The technique is also called PTCA or Percutaneous Transluminal Coronary Angioplasty. Angioplasty is a common medical procedure. It may be used to:
- Improve symptoms of CAD, such as angina and shortness of breath
- Reduce damage to the heart muscle from a heart attack. A heart attack occurs when blood flow through a coronary artery is completely blocked. Angioplasty is used during a heart attack to open the blockage and restore blood flow through the artery.
- Reduce the risk of death in some patients.
Prior to the procedure, the location and type of blockage plus the shape and size the coronary arteries have to be defined to help the cardiologist to decide on the appropriate treatment plan. Stenting, Atherectomy, medications or surgery are the other possible options.
Cardiac catheterization (Cath) is a specialized study of the heart during which a catheter or thin hollow flexible tube is inserted into the artery of the groin or arm. Under x-ray visualization, the tip of the catheter is guided to the heart. Pressures are measured and an X-Ray angiogram of the heart and blood vessels is obtained while iodine- containing colorless "dye" or contrast material is injected into the artery through a catheter. The iodinated solution blocks the passage of x-rays and causes the coronary arteries to be visualized during the procedure.

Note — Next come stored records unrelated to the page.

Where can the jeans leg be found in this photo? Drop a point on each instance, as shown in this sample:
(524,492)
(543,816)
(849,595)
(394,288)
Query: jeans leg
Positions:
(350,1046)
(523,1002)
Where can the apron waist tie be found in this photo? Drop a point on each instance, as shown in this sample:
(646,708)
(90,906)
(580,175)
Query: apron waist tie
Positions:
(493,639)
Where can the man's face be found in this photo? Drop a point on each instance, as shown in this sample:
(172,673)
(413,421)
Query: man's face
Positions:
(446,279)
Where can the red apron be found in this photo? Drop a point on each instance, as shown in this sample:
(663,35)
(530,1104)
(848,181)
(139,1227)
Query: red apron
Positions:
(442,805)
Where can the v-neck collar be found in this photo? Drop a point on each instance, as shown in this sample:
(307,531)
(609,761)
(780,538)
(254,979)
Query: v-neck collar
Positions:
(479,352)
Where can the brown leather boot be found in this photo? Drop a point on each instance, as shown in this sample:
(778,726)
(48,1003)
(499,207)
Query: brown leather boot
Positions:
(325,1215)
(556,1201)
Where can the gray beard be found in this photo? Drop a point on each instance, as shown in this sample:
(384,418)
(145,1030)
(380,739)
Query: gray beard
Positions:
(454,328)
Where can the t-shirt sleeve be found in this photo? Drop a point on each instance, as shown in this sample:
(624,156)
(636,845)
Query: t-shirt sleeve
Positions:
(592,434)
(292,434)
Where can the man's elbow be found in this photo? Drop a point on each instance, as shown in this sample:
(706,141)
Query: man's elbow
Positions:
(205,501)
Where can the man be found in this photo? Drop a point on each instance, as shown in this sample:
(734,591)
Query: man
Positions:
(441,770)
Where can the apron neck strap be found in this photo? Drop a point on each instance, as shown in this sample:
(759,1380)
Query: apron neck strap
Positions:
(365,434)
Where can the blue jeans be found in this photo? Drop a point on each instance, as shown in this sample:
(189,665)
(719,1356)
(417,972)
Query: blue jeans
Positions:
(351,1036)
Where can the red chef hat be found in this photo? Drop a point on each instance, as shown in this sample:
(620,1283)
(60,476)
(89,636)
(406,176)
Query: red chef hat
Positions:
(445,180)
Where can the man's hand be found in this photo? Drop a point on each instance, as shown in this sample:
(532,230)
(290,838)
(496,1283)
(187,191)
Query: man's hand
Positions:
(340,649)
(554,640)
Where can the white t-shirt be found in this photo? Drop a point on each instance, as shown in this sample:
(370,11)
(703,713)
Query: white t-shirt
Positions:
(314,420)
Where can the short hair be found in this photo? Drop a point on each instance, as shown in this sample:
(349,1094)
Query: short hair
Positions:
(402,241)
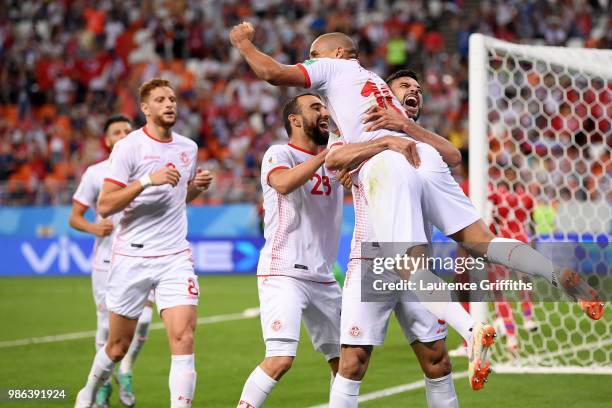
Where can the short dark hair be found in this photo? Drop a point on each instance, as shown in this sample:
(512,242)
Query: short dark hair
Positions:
(401,74)
(292,107)
(115,119)
(150,85)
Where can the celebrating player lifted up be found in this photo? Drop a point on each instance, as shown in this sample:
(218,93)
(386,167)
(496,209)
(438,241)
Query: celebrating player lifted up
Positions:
(394,205)
(152,176)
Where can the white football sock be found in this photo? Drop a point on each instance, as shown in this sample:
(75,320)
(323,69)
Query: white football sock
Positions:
(140,336)
(256,389)
(344,393)
(101,329)
(182,381)
(440,392)
(100,372)
(517,255)
(441,305)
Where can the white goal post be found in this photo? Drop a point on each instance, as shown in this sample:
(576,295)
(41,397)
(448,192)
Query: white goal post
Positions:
(540,121)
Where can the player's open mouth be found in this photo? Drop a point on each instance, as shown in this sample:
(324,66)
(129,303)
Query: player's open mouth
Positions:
(411,102)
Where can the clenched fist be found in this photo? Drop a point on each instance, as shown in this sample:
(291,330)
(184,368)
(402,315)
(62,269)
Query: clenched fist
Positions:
(202,179)
(103,228)
(242,32)
(345,179)
(166,175)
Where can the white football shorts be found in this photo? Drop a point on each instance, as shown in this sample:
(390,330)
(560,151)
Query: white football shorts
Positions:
(285,301)
(131,280)
(365,323)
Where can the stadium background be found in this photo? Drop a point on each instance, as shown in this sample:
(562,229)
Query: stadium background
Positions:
(66,65)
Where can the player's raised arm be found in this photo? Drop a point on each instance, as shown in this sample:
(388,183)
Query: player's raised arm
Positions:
(264,66)
(378,118)
(286,180)
(85,197)
(199,184)
(349,156)
(115,196)
(77,221)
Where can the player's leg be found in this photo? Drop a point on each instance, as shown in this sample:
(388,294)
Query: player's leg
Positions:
(98,285)
(353,365)
(450,210)
(322,321)
(176,297)
(180,322)
(363,325)
(520,256)
(394,209)
(127,288)
(425,334)
(436,366)
(124,374)
(282,300)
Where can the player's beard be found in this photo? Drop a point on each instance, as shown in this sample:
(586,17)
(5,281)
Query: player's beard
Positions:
(160,121)
(316,134)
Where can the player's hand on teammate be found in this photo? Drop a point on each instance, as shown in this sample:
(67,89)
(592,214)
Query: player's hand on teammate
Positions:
(103,228)
(242,32)
(345,179)
(405,146)
(203,179)
(378,118)
(166,175)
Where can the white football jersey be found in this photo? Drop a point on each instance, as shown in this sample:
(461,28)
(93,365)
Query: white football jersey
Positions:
(155,222)
(349,90)
(302,228)
(87,195)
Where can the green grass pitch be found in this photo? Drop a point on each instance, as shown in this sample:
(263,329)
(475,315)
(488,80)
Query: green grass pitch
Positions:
(226,352)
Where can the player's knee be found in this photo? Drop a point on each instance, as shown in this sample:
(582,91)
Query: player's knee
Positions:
(183,338)
(117,348)
(438,365)
(353,363)
(276,367)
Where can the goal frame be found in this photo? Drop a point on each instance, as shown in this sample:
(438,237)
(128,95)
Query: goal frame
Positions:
(597,62)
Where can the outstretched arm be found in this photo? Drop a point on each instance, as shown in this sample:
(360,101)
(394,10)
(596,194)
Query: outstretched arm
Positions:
(114,197)
(264,66)
(199,184)
(77,221)
(379,118)
(285,180)
(350,156)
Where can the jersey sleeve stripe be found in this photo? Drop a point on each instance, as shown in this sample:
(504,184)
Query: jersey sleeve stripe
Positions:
(82,204)
(274,169)
(306,76)
(120,184)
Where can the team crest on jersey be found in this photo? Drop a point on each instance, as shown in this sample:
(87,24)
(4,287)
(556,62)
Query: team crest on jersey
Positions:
(271,159)
(276,325)
(184,158)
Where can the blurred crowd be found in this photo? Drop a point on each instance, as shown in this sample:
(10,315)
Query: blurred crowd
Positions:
(67,65)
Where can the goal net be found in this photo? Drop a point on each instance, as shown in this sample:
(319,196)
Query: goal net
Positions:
(540,135)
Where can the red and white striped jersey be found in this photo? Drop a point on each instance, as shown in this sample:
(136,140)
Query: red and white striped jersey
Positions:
(155,222)
(348,91)
(86,195)
(302,228)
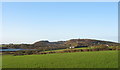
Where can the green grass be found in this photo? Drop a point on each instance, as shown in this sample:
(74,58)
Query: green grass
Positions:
(97,59)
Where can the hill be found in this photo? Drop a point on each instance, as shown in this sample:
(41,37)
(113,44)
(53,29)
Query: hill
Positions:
(61,44)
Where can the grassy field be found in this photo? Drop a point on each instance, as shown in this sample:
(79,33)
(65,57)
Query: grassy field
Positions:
(97,59)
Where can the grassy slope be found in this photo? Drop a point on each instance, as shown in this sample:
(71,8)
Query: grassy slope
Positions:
(98,59)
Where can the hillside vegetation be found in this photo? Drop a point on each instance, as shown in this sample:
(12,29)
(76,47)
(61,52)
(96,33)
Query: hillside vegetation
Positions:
(96,59)
(46,45)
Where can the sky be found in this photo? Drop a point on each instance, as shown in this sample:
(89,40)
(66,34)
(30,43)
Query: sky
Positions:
(28,22)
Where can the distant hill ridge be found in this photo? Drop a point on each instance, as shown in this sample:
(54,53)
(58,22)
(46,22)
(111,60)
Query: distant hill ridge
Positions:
(61,44)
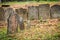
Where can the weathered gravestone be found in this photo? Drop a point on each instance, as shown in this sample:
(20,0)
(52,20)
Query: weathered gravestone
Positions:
(55,11)
(1,14)
(22,12)
(7,12)
(32,12)
(12,23)
(44,11)
(20,22)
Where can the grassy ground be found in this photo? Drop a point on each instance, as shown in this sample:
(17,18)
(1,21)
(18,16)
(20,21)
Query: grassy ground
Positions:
(30,3)
(46,31)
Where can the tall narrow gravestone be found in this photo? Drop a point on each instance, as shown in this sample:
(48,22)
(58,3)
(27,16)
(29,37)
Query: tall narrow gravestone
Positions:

A sheath is introduced in a suitable vessel in the groin through which a long, flexible, soft plastic tube or guiding catheter is advanced and the tip positioned into the opening or mouth of the coronary artery. The tube measures approximately 2 to 3 mm in diameter. The direction of tip of the catheter is controlled by gently advancing and rotating the end of the catheter that sits outside the patient.
At the required position the x-ray imaging is done to estimate the size of the coronary artery and selects the type of balloon catheter and wire that will be used for the case. Heparin which is a "blood thinner" or medicine used to prevent the formation of clots is given. The guide wire which is an extremely thin wire with a flexible tip is inserted into through the catheter and into the coronary artery. The tip of the wire is then guided across the blockage and advanced beyond it. The tip of the balloon catheter is then passed over the guide wire and positioned across the lesion or blockage.
It is inflated by connecting it to a special handheld syringe pump using a mixture of saline and contrast material. The contrast material helps to visualize the balloon when it is inflated. The balloon catheter has metallic markers to know the location of the balloon.
Inflation is initially carried out at a pressure of 1 to 2 times that of the atmosphere and then gradually increased to 8 - 12 atmospheres or even higher. The balloon is kept inflated for 1 to 2 minutes and then deflated. Intermittent inflation allows blood flow through the artery during the time that the balloon is deflated. A nitroglycerin solution may be injected to prevent spasm of the artery. The inflation syringe has markers that are used to determine the pressure.
As the balloon is inflated, it compresses the atheroma and plaque that make up the coronary blockage. Unfortunately, the obstruction material of atherosclerosis is composed of soft fatty atheroma, firm plaque and a medium consistency mixture of the two. These materials resist expansion by a balloon in different ways. Soft material is compressed easily while firm matter compresses to a lesser degree and may demonstrate cracks following expansion by a balloon. Hence the opening created by a balloon is not always rounded and smooth. The balloons at the tip are the type that expands precisely to certain preset atmospheric pressures.
Hospital stay of would typically be for about 2 to 3 days.